”Pasaran” Alfiyah di Ponpes Cangkudu
PONDOK Pesantren Riyadlul ‘Awamil menjadikan Ramadan sebagai momentum untuk mengkaji kitab klasik yang lebih spesifik. Bagi para santri di pesantren tersebut, kajian Ramadan merupakan hajat tahunan yang menggairahkan.
Hajat tahunan di pesantren berlokasi di Blok Kebon Cangkudu Sukamanah, Baros, tahun ini, diisi dengan pasaran kitab Alfiyah (Ibnu Aqil) dan Badai’u Zuhur.
Meski
lokasinya terpencil, namun Pesantren Cangkudu banyak didatangi santri
musiman dari berbagai daerah. Umumnya, mereka adalah para mantan santri
yang kini sudah sibuk dengan dunianya masing-masing.
Pengasuh
Ponpes Riyadlul ‘Awamil, KH Sonhaji, mengungkapkan Kitab Alfiyah
merupakan pelajaran wajib bagi santri. Bait-bait kalimat dalam kitab
tersebut sarat dengan rumus nahwu sharaf praktis. Sedang Kitab Badai’u
Zuhur berisi tentang teori-teori asal usul kehidupan.

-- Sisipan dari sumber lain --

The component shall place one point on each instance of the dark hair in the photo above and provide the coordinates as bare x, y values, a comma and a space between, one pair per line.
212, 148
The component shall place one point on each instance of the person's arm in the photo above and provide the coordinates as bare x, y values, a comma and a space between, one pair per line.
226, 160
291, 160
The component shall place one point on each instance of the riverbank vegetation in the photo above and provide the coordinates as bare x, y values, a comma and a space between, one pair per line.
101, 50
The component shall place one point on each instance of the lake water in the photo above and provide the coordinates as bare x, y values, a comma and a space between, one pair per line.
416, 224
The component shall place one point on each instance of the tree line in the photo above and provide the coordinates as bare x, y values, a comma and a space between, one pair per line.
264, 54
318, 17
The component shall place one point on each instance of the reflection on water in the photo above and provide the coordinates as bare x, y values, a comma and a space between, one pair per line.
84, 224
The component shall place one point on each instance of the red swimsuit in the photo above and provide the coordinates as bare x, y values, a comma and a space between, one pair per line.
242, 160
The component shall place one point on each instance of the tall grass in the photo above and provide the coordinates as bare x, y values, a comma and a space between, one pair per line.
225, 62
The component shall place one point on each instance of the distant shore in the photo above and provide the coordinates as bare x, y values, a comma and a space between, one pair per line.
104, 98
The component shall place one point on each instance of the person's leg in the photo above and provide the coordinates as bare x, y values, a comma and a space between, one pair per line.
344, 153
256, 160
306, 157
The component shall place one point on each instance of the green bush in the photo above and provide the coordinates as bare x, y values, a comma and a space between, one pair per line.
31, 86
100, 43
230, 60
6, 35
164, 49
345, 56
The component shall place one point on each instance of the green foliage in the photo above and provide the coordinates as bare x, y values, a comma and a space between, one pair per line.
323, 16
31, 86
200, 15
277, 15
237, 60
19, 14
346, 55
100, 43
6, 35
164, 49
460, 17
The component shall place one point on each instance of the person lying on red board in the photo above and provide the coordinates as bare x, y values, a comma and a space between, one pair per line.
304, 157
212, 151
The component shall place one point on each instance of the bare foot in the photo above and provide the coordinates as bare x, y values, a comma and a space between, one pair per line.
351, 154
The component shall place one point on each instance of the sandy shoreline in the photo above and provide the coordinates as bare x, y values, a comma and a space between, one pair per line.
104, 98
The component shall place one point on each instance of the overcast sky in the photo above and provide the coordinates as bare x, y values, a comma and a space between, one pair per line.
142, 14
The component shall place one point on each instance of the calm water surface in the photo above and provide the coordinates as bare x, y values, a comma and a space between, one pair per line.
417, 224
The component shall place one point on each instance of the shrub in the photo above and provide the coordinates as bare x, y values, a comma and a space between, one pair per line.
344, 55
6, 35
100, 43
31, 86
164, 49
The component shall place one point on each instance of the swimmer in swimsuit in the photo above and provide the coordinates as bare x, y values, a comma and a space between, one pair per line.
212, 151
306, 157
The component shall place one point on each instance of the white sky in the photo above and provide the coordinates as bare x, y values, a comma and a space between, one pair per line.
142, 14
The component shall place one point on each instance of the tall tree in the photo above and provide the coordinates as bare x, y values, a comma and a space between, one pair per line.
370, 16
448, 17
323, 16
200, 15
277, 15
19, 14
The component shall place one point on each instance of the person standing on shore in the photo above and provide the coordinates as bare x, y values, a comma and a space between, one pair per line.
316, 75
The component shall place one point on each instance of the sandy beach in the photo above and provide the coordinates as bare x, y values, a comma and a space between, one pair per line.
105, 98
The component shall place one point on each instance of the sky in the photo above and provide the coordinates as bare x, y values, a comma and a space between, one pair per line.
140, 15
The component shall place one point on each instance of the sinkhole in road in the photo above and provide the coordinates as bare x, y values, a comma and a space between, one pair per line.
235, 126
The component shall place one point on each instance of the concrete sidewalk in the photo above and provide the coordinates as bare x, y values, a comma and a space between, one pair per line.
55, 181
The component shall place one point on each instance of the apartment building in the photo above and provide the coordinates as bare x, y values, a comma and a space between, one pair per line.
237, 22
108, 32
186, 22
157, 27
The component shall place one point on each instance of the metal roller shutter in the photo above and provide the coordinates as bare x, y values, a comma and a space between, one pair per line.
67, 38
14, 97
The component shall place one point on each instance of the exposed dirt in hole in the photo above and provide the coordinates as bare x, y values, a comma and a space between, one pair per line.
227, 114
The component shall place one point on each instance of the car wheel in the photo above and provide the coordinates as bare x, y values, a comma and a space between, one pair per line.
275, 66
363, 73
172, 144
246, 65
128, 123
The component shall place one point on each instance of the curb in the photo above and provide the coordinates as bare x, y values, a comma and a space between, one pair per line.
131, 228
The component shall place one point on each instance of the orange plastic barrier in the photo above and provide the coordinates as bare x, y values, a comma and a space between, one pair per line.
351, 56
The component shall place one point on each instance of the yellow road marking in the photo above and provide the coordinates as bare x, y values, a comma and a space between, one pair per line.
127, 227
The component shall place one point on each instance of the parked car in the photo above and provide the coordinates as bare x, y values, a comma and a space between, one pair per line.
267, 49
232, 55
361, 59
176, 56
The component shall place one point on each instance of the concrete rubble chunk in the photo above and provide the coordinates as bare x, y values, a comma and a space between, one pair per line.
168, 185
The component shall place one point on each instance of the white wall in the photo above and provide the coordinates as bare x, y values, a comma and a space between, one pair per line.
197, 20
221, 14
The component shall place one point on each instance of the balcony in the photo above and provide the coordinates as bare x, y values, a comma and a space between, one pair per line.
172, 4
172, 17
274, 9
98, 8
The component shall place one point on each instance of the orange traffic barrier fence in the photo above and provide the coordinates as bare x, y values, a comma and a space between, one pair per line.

“Santri perlu mengkaji ke dua kitab tersebut, karena berkaitan erat dengan ilmu pengetahuan,” ungkap kiai muda tersebut.
Sejarah
Pesantren
Riyadlul ‘Awamil didirikan Abuya KH. Muhammad Siddiq sekitar tahun
1908, berbarengan dengan didirikannya pergerakan Budi Utomo. Sekitar
tahun 1946, tampuk kepemimpinan pesantren diserahkan kepada putranya,
yakni Abuya KH. Ali.
KH Ali
tipe ulama yang tidak bisa tinggal diam melihat negerinya dikoyak-koyak
penjajah. Di tengah kesibukanya mendadar santri, ia sering terlibat
dalam pertempuran sengit melawan penjajah. Malam hari ia sibuk mengkaji
lembar demi lembar kitab kuning bersama santrinya. Namun pada siang
hari, ulama bertubuh tegap ini keluar masuk hutan sambil memanggul
senjata.
Takdir
bicara lain. Dalam suatu pertempuran sengit melawan penjajah, KH Ali
syahid di medan laga. Ia “mengabdikan diri” pada dunia peperangan, demi
cinta baktinya kepada bangsa dan negara. Syuhada yang besar di dunia
pesantren tersebut, dimakamkan di Makam Seribu, Serpong.
Sepeninggal
KH Ali, KH Muhammad Siddiq kembali mengambil alih kepemimpinan
pesantren. Namun karena alasan usia, ia menyerahkan pesantren yang sudah
melahirkan ribuan santri itu kepada salah seorang menantunya, yakni
Abuya KH. Abdul Salam. Setelah memimpin beberapa tahun, KH Abdul Salam
menyerahkan pesantren yang diasuhnya kepada KH. Badruddin, menantunya.
Di
tangan KH Badruddin, Pesantren Riyadlul ‘Awamil berkembang pesat.
Santrinya bukan hanya penduduk Pulau Jawa, namun juga datang dari
berbagai daerah di Tanah Air.
Pada
tahun 1993, KH. Badruddin dipanggil Yang Maha Kuasa. Ia meninggalkan
sembilan anak dan sekitar 700 santri. KH Sonhaji, putra sulung KH
Badruddin, tergerak untuk mengambil kendali. Padahal ketika itu, usia
pria berpenampilan tenang ini baru menginjak 17 tahun.
“Sebagai
putera sulung, saya terdorong untuk melanjutkan cita-cita beliau. Kalau
tidak, pesantren ini bisa bubar,” ungkap KH Sonhaji.
Pada
tahun-tahun awal kepemimpinan KH Sonhaji, jumlah santri merosot tajam.
Dari sekitar 700 orang, hanya tersisa seratus santri. Di antara para
santri ada yang pulang kampung, tetapi tak sedikit yang memilih pindah
ke pesantren lain.
“Antara
tahun 1994 sampai 1996 saya anggap sebagai tahun cobaan paling berat.
Tapi saya tidak boleh menyerah. Nenek moyang saya berjuang sambil
memanggul senjata, sementara saya hanya tinggal duduk ngelepoh. Saya malu, kalau harus menyerah,” katanya, mengenang
Perjuangan, ketabahan dan keuletan KH Sonhaji tak sia-sia. Saat ini, Pesantren Riyadlul ‘Awamil bukan saja mampu mengundang ratusan santri dari berbagai pelosok daerah, namun juga “sedang belajar” menggarap bidang non-kitab kuning.